En los albores de la década de los noventa, Elsa Villalobos guarda para siempre su portafolios de maestra, profesión en la que se destacó, e inicia su avetura en los laberintos del arte asistiendo al taller de María Eugenia Pérez. Poco a poco va construyendo una imagen propia, compleja, poética y ricamente expresiva; siempre inmersa en los mundos míticos de las antiguas culturas americanas de la región del Noroeste.
La rica síntesis de formas con la que da comienzo a su propuesta artística contiene un correlato en una paleta cálida en la que predominan el amarillo, los ocres, tierras, rojos, para perderse en verdes terciarios. Esta gama colorística plantea un especial ámbito en el que el espacio se rebate, pierde profundidad, deviene plano, quebrado por sutiles superposiciones. Dentro de este mundo que se mueve entre el mito y la nostalgia, la textura a su vez planta en algunas obras una especial expresividad, creando un ámbito idílico totalmente ajeno a la inquietud y la angustia. Muestra de esta manera, su forma de concebir lo heredado de aquellos lejanos universos americanos que actualiza en obras totalmente modernas.

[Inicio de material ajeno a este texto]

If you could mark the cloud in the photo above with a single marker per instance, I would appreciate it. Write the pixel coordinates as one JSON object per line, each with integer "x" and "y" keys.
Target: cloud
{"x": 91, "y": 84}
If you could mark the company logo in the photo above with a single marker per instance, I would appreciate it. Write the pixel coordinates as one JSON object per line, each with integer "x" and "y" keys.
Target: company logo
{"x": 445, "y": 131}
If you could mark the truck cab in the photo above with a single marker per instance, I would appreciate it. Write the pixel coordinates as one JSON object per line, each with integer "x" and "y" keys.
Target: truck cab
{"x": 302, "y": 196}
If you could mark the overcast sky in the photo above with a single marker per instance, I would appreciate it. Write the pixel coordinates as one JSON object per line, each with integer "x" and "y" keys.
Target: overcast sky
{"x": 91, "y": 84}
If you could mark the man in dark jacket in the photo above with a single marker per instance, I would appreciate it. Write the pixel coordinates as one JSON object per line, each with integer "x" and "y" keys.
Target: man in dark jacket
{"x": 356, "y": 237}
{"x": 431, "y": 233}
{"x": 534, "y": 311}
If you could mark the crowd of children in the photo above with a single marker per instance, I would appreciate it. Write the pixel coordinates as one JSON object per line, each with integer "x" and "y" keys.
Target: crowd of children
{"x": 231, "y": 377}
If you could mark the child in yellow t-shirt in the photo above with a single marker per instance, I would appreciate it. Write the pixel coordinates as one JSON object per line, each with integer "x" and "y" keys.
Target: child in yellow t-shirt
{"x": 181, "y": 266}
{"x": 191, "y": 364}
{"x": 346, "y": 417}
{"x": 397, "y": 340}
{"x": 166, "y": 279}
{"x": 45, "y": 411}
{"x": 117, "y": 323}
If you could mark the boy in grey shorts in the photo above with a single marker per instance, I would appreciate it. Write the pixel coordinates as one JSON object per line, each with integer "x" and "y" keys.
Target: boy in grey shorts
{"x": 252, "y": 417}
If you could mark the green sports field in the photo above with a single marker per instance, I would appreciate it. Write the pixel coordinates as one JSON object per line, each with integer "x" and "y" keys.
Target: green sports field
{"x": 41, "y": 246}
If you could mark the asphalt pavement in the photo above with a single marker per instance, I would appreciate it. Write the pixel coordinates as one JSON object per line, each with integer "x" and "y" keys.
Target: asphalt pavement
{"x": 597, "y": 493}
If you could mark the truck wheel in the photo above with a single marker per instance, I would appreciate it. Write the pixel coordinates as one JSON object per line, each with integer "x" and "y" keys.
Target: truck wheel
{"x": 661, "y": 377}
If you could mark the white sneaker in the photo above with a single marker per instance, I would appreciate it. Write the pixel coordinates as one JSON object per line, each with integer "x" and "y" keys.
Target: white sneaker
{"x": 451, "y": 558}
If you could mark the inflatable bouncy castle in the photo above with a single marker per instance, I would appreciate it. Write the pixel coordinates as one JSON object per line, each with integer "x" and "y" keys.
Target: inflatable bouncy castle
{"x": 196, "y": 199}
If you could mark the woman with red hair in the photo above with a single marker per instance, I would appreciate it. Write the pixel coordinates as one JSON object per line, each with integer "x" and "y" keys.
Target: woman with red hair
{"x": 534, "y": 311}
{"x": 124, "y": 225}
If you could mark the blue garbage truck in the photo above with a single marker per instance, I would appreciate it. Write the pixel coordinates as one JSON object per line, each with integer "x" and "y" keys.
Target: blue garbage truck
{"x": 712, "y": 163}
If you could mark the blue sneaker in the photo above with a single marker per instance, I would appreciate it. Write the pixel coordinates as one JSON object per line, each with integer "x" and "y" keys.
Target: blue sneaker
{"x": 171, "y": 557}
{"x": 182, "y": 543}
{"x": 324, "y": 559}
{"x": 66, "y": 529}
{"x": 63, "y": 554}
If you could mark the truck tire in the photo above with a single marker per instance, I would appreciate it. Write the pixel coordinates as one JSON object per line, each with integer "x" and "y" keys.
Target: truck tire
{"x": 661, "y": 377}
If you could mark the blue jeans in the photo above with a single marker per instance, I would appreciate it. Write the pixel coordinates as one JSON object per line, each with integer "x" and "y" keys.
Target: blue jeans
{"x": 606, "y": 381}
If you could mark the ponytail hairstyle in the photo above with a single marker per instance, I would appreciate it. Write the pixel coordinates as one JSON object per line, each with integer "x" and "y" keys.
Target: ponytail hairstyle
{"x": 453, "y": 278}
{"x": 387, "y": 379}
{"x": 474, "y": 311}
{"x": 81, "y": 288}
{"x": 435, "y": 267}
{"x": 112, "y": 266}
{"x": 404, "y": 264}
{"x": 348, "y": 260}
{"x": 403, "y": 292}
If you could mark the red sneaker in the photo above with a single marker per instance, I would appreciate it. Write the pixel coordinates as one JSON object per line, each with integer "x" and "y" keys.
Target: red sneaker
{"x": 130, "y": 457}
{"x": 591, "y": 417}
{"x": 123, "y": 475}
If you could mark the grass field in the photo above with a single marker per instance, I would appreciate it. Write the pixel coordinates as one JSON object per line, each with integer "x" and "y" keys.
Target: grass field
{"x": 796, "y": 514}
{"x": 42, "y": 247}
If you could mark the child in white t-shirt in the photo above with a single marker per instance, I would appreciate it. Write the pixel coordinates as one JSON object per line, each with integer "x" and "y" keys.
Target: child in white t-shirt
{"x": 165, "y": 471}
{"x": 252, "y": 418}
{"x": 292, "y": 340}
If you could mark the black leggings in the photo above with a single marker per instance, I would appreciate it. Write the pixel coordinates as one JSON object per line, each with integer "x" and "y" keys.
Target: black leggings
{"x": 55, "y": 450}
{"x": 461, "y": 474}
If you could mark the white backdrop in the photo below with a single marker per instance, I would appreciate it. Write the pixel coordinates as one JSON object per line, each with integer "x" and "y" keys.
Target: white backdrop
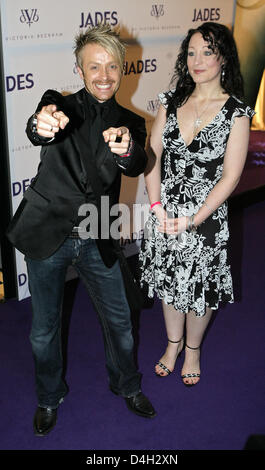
{"x": 37, "y": 39}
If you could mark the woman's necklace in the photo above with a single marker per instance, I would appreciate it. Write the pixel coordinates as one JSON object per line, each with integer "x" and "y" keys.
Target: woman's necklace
{"x": 198, "y": 121}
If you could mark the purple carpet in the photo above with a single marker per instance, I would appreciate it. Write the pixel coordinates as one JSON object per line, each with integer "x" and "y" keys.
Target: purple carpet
{"x": 220, "y": 413}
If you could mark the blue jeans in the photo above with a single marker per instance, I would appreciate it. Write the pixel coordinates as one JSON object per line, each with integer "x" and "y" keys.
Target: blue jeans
{"x": 106, "y": 289}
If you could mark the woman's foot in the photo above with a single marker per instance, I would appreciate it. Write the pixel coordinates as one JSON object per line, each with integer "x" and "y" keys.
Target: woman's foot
{"x": 165, "y": 366}
{"x": 190, "y": 373}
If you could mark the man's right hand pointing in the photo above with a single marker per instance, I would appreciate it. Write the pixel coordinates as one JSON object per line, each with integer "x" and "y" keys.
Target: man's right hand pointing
{"x": 49, "y": 121}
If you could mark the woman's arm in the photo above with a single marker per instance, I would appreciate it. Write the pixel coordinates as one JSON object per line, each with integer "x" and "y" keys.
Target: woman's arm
{"x": 154, "y": 152}
{"x": 234, "y": 161}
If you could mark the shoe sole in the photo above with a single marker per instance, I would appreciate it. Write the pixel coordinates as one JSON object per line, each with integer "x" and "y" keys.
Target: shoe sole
{"x": 138, "y": 413}
{"x": 45, "y": 433}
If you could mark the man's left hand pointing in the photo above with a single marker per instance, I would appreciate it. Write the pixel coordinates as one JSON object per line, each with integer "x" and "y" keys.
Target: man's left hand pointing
{"x": 110, "y": 136}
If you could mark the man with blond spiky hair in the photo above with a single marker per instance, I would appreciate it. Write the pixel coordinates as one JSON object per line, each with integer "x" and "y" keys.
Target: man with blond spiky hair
{"x": 79, "y": 133}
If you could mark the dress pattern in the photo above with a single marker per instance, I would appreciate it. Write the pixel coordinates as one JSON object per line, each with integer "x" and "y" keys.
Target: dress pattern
{"x": 191, "y": 270}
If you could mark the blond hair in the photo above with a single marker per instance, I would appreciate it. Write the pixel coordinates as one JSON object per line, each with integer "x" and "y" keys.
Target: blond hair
{"x": 106, "y": 37}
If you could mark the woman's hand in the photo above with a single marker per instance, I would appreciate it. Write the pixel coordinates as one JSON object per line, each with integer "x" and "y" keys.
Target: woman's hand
{"x": 169, "y": 225}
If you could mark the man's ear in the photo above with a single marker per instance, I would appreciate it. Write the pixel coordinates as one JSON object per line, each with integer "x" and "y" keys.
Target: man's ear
{"x": 81, "y": 75}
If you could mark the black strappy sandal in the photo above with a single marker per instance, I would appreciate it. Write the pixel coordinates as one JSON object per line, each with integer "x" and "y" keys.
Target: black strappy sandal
{"x": 192, "y": 375}
{"x": 160, "y": 364}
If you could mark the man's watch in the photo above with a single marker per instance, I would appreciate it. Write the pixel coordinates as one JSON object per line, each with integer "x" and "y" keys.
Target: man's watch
{"x": 34, "y": 123}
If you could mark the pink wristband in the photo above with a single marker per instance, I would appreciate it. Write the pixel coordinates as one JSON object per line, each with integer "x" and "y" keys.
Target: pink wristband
{"x": 154, "y": 204}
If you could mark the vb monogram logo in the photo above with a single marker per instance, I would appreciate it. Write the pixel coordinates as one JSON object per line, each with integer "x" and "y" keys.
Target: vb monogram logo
{"x": 29, "y": 16}
{"x": 157, "y": 10}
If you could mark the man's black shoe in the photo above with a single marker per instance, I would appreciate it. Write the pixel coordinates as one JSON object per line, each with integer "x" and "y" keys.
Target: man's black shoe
{"x": 140, "y": 405}
{"x": 44, "y": 420}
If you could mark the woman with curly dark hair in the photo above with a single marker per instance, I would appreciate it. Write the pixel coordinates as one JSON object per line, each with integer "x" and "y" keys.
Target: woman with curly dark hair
{"x": 198, "y": 147}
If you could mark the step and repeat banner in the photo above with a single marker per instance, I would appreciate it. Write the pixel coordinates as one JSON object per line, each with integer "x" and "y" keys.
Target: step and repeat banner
{"x": 37, "y": 49}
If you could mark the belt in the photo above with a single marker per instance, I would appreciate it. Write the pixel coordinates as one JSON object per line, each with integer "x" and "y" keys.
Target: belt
{"x": 74, "y": 233}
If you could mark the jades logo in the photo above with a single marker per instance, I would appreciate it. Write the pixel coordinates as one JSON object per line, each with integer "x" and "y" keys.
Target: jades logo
{"x": 206, "y": 14}
{"x": 140, "y": 66}
{"x": 19, "y": 82}
{"x": 93, "y": 19}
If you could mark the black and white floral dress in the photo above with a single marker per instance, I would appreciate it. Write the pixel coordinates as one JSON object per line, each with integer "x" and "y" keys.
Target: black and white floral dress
{"x": 191, "y": 271}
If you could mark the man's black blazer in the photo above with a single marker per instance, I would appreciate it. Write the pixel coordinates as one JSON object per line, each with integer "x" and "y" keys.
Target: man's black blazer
{"x": 49, "y": 208}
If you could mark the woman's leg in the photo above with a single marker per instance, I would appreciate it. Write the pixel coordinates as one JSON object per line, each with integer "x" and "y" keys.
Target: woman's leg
{"x": 174, "y": 322}
{"x": 195, "y": 329}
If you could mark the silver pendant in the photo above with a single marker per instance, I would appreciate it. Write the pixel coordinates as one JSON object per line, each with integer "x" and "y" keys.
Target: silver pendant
{"x": 198, "y": 122}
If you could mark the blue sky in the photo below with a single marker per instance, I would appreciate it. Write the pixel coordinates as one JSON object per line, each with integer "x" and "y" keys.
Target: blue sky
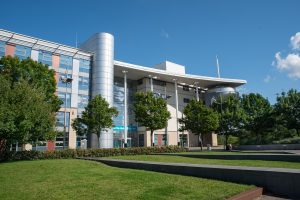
{"x": 246, "y": 35}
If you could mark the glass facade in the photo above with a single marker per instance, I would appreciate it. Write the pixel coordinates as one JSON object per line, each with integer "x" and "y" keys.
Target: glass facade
{"x": 45, "y": 57}
{"x": 61, "y": 83}
{"x": 83, "y": 83}
{"x": 60, "y": 119}
{"x": 84, "y": 66}
{"x": 65, "y": 96}
{"x": 22, "y": 52}
{"x": 65, "y": 62}
{"x": 2, "y": 48}
{"x": 118, "y": 129}
{"x": 82, "y": 100}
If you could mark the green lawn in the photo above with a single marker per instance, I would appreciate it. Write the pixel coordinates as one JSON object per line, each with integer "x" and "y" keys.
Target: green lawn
{"x": 181, "y": 159}
{"x": 79, "y": 179}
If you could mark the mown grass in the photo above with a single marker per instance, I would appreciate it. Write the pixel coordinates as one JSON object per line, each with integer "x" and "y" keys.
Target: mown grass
{"x": 182, "y": 159}
{"x": 79, "y": 179}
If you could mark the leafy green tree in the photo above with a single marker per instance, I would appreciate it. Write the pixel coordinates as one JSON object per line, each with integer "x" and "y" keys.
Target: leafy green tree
{"x": 199, "y": 119}
{"x": 35, "y": 73}
{"x": 231, "y": 115}
{"x": 96, "y": 117}
{"x": 25, "y": 115}
{"x": 288, "y": 109}
{"x": 151, "y": 112}
{"x": 258, "y": 115}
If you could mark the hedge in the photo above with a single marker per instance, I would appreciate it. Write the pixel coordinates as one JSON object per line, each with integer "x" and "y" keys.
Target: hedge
{"x": 294, "y": 140}
{"x": 74, "y": 153}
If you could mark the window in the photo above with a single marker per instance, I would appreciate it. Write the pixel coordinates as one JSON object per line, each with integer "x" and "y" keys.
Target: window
{"x": 186, "y": 88}
{"x": 82, "y": 100}
{"x": 22, "y": 52}
{"x": 140, "y": 81}
{"x": 63, "y": 96}
{"x": 186, "y": 100}
{"x": 65, "y": 62}
{"x": 61, "y": 83}
{"x": 60, "y": 119}
{"x": 158, "y": 82}
{"x": 2, "y": 48}
{"x": 83, "y": 83}
{"x": 84, "y": 66}
{"x": 45, "y": 57}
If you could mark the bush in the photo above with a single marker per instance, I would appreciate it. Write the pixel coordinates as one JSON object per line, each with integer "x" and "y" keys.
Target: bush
{"x": 294, "y": 140}
{"x": 74, "y": 153}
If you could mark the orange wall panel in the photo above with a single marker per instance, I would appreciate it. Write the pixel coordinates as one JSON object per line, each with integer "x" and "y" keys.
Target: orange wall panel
{"x": 10, "y": 50}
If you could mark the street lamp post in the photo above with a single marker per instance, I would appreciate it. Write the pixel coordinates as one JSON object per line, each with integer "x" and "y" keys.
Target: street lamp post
{"x": 67, "y": 81}
{"x": 125, "y": 108}
{"x": 176, "y": 105}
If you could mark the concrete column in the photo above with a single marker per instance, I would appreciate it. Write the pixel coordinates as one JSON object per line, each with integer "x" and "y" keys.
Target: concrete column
{"x": 125, "y": 108}
{"x": 151, "y": 83}
{"x": 197, "y": 91}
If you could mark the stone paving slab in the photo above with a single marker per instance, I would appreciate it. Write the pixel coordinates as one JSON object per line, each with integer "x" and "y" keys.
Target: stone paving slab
{"x": 246, "y": 156}
{"x": 278, "y": 181}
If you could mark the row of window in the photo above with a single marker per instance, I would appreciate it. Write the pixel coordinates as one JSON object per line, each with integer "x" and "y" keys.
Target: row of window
{"x": 66, "y": 98}
{"x": 83, "y": 82}
{"x": 65, "y": 62}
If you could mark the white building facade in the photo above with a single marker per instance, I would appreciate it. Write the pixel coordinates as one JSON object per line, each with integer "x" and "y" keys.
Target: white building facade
{"x": 94, "y": 71}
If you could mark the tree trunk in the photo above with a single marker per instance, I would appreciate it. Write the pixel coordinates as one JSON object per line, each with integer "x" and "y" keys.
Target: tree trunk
{"x": 226, "y": 140}
{"x": 152, "y": 142}
{"x": 3, "y": 147}
{"x": 200, "y": 141}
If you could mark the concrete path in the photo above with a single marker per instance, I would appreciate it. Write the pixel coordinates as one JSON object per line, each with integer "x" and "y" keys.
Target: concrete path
{"x": 279, "y": 181}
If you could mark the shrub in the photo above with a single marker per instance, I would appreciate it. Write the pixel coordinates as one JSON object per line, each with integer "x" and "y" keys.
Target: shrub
{"x": 294, "y": 140}
{"x": 74, "y": 153}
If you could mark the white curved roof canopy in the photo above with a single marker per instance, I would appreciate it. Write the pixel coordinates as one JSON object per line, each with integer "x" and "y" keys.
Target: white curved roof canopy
{"x": 136, "y": 72}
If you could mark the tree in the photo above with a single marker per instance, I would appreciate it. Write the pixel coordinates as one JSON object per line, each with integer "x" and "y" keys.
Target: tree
{"x": 151, "y": 112}
{"x": 258, "y": 115}
{"x": 288, "y": 109}
{"x": 231, "y": 115}
{"x": 35, "y": 73}
{"x": 96, "y": 117}
{"x": 199, "y": 119}
{"x": 25, "y": 115}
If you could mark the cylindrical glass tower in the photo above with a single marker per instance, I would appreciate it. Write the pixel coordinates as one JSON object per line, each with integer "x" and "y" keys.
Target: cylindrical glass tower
{"x": 102, "y": 44}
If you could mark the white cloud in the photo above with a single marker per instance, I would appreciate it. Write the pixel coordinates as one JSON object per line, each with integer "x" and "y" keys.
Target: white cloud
{"x": 164, "y": 34}
{"x": 295, "y": 41}
{"x": 289, "y": 64}
{"x": 267, "y": 79}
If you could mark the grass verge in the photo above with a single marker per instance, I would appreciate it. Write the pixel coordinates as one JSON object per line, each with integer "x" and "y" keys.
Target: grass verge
{"x": 79, "y": 179}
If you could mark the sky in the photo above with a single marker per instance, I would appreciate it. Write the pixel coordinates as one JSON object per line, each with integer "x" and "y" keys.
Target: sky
{"x": 256, "y": 40}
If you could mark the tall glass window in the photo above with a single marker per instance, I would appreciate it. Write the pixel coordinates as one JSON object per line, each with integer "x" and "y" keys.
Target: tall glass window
{"x": 65, "y": 96}
{"x": 84, "y": 66}
{"x": 2, "y": 48}
{"x": 61, "y": 83}
{"x": 60, "y": 119}
{"x": 65, "y": 62}
{"x": 82, "y": 100}
{"x": 83, "y": 83}
{"x": 22, "y": 52}
{"x": 45, "y": 57}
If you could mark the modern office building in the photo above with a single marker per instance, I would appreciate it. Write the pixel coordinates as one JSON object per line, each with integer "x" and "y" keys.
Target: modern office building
{"x": 94, "y": 70}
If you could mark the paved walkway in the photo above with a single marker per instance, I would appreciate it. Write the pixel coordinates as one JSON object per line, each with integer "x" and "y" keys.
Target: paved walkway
{"x": 260, "y": 176}
{"x": 268, "y": 197}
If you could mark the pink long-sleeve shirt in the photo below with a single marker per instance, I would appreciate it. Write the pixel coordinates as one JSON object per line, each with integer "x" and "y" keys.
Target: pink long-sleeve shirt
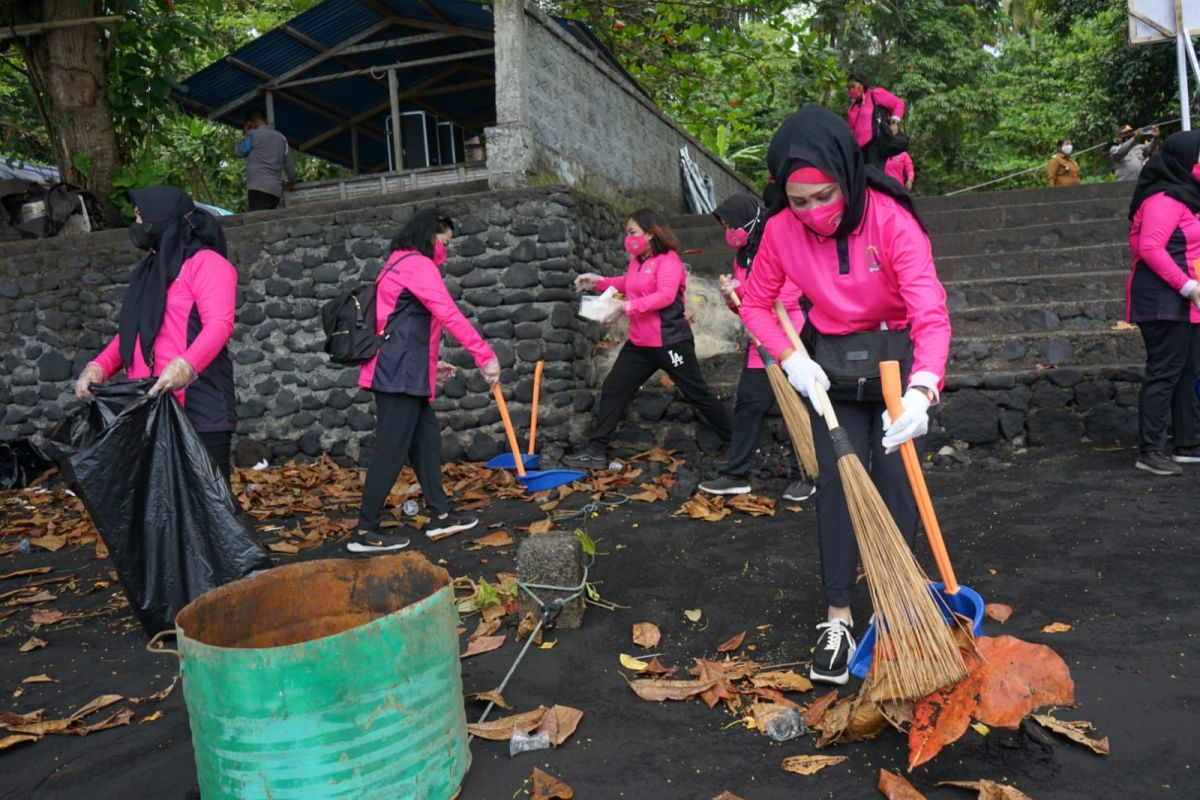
{"x": 888, "y": 281}
{"x": 900, "y": 168}
{"x": 1164, "y": 239}
{"x": 791, "y": 296}
{"x": 861, "y": 115}
{"x": 655, "y": 294}
{"x": 208, "y": 283}
{"x": 420, "y": 277}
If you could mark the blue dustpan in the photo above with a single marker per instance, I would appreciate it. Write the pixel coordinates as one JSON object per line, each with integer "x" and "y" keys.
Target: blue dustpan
{"x": 965, "y": 602}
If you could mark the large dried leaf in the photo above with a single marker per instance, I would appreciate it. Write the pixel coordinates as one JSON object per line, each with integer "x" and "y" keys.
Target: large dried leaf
{"x": 547, "y": 787}
{"x": 732, "y": 643}
{"x": 810, "y": 764}
{"x": 658, "y": 690}
{"x": 647, "y": 635}
{"x": 484, "y": 644}
{"x": 1077, "y": 731}
{"x": 1006, "y": 681}
{"x": 894, "y": 787}
{"x": 559, "y": 722}
{"x": 501, "y": 729}
{"x": 989, "y": 789}
{"x": 999, "y": 612}
{"x": 784, "y": 681}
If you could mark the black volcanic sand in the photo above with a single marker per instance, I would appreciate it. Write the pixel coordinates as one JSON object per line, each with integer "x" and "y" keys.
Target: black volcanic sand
{"x": 1079, "y": 537}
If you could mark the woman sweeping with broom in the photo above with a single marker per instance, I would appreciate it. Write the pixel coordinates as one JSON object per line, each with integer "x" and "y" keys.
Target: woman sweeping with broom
{"x": 849, "y": 238}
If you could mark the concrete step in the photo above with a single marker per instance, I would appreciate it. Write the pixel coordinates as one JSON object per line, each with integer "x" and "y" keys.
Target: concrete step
{"x": 1032, "y": 263}
{"x": 1025, "y": 197}
{"x": 1020, "y": 352}
{"x": 1020, "y": 216}
{"x": 1042, "y": 317}
{"x": 1103, "y": 284}
{"x": 1030, "y": 238}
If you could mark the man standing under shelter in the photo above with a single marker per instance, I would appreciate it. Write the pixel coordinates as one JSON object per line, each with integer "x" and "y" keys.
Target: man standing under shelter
{"x": 267, "y": 154}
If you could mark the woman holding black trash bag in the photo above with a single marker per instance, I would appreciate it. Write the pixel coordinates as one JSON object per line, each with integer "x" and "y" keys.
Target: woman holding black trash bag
{"x": 849, "y": 238}
{"x": 411, "y": 294}
{"x": 178, "y": 316}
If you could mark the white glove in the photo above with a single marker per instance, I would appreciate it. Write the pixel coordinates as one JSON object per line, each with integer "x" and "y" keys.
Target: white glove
{"x": 90, "y": 376}
{"x": 174, "y": 377}
{"x": 804, "y": 374}
{"x": 910, "y": 425}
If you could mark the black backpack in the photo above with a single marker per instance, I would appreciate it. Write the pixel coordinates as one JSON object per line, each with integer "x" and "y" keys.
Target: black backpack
{"x": 889, "y": 144}
{"x": 349, "y": 322}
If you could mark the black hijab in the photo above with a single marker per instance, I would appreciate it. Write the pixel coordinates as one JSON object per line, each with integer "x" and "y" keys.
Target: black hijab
{"x": 815, "y": 136}
{"x": 1170, "y": 172}
{"x": 742, "y": 210}
{"x": 175, "y": 230}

Al respecto, afirma la crítica española Yolanda Guerrero Otero en la Enciclopedia Ibeoramericana de Artistas Plásticos contemporáneos: "La obra de Elsa Villalobos presenta la traza de una cosmogonía propia (...) animales y tótems, caminos celestiales y formas imaginarias pueblan sus composiciones " (Guerrero Otero 2004).
Incursiona también en un planteo geométrico siempre inspirado en elementos reales, planos de límites rectos y curvos en los que el color tiene el espacio necesario para desarrollarse, estructuran la composición. En todas sus obras la luz hace notar su presencia. Por esta sutil y exquisita obra, Villalobos ha recibido algunas distinciones. Realiza a su vez numerosas muestras individuales y colectivas y participa en numerosos salones.